Manohar met officials of the ICL for the first time since the league was set up in April 2007 after its request for recognition came up for discussion at the ICC board meeting in Dubai earlier this week. It was decided at that meeting that Manohar would provide a written report to the ICC board "in due course" after discussions with the ICL. Dave Richardson, the ICC's manager for cricket operations, told reporters on Thursday that the BCCI wanted to meet ICL officials and hadn't been asked to do so by the ICC.
Since its inception, the ICL has seen strong opposition from the BCCI, which has banned players associated with the league from all forms of official cricket and barred them from using any of its facilities. The ICL has, meanwhile, been pressing the ICC unsuccessfully for official recognition of their venture for several months. Subsequently they requested the ICC for a meeting, and Subhash Chandra, who owns the league, met David Morgan, the ICC president, in London last week to present its case.

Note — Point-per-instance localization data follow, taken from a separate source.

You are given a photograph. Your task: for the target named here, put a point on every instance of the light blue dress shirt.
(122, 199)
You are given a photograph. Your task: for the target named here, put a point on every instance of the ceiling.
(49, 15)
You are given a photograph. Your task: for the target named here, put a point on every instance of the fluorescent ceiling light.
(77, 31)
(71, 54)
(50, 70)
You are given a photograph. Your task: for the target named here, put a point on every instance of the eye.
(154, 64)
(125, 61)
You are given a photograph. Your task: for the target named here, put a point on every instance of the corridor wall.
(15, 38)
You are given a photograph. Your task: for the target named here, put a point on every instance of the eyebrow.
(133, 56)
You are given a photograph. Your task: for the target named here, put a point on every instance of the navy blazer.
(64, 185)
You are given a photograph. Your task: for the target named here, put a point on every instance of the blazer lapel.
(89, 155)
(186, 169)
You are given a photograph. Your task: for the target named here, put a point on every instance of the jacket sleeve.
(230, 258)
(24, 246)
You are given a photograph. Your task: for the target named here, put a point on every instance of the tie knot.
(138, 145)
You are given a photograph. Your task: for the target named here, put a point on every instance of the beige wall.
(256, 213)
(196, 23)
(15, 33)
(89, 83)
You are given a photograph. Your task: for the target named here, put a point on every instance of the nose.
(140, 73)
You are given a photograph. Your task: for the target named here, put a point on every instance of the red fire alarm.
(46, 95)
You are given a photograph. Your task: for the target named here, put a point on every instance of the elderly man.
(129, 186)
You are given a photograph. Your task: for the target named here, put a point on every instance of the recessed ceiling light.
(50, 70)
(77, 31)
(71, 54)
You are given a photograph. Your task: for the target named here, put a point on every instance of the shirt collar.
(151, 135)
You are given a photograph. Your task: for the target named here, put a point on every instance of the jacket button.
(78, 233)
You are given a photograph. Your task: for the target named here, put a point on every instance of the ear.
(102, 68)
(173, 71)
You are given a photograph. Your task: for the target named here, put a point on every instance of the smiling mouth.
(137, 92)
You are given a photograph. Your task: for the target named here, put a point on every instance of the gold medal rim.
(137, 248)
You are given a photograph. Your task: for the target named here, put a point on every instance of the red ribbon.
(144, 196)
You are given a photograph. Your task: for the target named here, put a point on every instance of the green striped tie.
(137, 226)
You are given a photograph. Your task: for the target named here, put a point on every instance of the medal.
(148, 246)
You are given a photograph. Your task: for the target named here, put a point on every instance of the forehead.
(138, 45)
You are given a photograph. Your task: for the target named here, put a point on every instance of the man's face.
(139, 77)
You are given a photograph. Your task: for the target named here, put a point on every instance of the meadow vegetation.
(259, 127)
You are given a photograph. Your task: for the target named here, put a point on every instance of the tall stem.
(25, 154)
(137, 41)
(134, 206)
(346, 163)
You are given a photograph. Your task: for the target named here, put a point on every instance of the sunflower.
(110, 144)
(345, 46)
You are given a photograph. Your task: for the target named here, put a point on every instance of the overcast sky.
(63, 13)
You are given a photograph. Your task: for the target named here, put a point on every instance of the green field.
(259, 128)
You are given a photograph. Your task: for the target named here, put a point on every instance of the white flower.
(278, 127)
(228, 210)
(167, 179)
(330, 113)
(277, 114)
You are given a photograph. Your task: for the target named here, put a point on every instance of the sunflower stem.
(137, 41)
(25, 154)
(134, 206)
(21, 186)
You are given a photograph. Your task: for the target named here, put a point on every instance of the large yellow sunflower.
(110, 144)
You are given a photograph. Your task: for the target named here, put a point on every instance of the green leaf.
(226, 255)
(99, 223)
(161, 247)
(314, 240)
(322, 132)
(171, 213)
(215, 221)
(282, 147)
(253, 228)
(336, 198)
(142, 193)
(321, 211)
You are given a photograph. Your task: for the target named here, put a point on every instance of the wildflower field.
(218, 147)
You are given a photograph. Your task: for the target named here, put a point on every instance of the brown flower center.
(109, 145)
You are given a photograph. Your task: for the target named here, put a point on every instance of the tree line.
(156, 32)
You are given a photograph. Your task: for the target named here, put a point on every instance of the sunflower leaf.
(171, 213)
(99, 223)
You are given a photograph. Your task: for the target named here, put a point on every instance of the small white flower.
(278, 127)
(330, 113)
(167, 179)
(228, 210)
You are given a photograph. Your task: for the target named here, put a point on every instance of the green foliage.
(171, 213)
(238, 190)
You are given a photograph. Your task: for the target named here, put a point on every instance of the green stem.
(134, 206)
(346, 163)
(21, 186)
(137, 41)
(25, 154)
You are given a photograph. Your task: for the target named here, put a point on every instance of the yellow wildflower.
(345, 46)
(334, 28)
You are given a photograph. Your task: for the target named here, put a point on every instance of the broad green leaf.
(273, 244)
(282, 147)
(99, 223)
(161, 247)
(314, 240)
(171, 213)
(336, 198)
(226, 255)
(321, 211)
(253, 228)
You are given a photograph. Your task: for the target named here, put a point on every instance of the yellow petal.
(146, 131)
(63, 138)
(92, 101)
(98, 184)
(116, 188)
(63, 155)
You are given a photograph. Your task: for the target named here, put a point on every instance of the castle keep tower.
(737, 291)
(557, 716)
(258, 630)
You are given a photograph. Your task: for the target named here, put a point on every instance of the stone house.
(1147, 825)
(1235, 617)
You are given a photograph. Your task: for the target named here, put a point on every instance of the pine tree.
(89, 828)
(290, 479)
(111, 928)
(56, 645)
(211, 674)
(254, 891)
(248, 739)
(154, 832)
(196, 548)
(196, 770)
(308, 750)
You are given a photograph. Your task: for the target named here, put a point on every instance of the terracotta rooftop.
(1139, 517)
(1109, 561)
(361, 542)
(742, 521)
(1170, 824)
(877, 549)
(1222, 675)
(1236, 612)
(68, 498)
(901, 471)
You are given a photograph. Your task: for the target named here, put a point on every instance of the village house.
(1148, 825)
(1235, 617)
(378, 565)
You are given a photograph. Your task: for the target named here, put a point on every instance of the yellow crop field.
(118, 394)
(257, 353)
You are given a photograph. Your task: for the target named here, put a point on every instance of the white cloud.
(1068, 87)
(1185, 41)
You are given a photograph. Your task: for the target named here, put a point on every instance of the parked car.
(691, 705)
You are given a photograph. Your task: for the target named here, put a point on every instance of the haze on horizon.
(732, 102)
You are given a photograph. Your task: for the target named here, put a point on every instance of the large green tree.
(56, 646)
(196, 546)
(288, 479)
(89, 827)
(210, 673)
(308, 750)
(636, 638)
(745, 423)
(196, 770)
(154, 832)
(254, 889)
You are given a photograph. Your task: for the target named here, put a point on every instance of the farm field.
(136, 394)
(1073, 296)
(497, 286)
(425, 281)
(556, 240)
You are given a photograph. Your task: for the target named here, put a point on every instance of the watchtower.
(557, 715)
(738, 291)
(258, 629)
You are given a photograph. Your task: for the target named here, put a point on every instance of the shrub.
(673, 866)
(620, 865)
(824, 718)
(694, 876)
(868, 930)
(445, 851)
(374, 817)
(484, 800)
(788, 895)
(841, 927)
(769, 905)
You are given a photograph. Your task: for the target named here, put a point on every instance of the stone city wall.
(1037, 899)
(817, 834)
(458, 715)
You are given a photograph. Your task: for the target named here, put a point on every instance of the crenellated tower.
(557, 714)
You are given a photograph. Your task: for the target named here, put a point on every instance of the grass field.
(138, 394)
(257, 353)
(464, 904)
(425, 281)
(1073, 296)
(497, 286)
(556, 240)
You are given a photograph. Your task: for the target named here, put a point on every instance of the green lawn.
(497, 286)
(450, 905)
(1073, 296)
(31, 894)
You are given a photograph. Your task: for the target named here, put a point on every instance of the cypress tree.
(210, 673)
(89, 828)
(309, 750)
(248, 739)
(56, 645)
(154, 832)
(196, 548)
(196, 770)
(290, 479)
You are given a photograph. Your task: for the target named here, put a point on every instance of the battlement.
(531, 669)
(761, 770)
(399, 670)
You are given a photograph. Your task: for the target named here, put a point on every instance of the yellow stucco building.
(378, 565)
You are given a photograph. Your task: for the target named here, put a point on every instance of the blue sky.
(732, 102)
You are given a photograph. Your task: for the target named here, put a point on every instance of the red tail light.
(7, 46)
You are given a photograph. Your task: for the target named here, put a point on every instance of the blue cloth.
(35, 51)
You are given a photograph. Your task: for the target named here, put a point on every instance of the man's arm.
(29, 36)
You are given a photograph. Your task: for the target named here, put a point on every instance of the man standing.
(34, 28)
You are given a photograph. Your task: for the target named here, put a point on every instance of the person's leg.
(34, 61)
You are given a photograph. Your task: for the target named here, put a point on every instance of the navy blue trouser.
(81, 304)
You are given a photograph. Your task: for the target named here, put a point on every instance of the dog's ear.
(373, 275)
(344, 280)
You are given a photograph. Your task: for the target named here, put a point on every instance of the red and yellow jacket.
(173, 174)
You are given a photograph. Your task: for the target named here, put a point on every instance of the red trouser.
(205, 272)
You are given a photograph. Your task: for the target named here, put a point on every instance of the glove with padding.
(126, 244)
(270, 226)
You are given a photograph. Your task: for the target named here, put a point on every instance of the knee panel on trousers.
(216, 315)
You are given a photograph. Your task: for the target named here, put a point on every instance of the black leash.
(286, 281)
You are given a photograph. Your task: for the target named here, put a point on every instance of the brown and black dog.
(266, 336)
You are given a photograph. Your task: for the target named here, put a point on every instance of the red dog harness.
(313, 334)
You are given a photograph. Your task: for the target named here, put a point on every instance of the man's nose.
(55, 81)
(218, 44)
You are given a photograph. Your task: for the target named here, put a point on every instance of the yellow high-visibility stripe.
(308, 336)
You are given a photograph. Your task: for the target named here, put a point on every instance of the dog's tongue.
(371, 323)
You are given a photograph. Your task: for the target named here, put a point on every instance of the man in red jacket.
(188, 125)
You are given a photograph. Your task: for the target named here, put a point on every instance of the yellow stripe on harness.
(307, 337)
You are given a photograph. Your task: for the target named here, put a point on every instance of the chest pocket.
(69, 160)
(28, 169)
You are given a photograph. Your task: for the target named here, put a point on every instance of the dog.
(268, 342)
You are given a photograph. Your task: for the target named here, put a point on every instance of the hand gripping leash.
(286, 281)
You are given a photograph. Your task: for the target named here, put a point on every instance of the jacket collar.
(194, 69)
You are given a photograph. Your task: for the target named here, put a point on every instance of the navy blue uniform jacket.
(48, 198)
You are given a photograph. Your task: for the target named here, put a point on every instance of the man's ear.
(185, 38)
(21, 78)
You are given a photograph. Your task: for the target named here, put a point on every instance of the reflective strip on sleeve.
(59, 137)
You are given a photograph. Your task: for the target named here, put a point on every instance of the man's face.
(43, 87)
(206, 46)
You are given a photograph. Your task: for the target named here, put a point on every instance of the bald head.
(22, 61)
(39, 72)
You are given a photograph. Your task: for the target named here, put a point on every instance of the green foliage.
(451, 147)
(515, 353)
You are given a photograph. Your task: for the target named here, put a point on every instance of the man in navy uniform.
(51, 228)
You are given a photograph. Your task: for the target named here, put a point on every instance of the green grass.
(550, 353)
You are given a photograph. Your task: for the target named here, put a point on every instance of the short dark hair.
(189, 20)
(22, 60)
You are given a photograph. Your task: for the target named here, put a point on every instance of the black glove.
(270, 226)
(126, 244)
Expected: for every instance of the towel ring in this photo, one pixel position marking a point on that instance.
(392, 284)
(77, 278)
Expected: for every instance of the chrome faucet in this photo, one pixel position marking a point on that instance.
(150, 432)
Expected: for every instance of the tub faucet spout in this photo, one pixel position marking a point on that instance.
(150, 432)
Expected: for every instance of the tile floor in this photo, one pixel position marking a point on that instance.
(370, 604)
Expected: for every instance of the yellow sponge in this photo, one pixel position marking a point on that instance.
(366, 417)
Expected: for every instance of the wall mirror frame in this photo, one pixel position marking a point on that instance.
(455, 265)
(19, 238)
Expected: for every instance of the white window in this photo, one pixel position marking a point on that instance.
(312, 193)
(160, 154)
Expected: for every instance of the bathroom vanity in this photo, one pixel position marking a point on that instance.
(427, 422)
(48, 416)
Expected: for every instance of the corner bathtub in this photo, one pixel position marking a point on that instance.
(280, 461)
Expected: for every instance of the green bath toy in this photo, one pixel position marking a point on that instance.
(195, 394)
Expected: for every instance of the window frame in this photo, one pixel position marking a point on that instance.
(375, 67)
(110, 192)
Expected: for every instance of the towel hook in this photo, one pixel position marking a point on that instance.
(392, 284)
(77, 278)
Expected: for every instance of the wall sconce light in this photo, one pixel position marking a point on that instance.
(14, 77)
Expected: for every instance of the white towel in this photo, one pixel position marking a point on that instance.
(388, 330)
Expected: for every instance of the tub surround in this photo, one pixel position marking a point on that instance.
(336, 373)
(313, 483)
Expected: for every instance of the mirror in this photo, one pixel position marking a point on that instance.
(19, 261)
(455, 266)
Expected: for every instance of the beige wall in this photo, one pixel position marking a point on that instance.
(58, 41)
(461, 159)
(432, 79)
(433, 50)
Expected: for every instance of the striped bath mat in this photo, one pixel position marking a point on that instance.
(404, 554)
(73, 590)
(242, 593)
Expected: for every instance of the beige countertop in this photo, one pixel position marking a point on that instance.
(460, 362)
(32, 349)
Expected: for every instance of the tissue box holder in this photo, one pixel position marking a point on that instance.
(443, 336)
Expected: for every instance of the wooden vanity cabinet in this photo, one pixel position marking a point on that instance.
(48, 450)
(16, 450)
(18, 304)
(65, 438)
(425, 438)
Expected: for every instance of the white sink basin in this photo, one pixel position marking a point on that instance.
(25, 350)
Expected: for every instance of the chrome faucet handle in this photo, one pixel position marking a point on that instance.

The ICL believes that it has a strong case for recognition under Rule 32 of the ICC operating manual that deals with authorised unofficial cricket such as the Hong Kong Sixes event and the Stanford 20/20 in the West Indies. However, two senior BCCI officials - Manohar and Lalit Modi, the IPL chairman - are on a five-man ICC sub-committee that has worked on modifying the rules for official and unofficial cricket.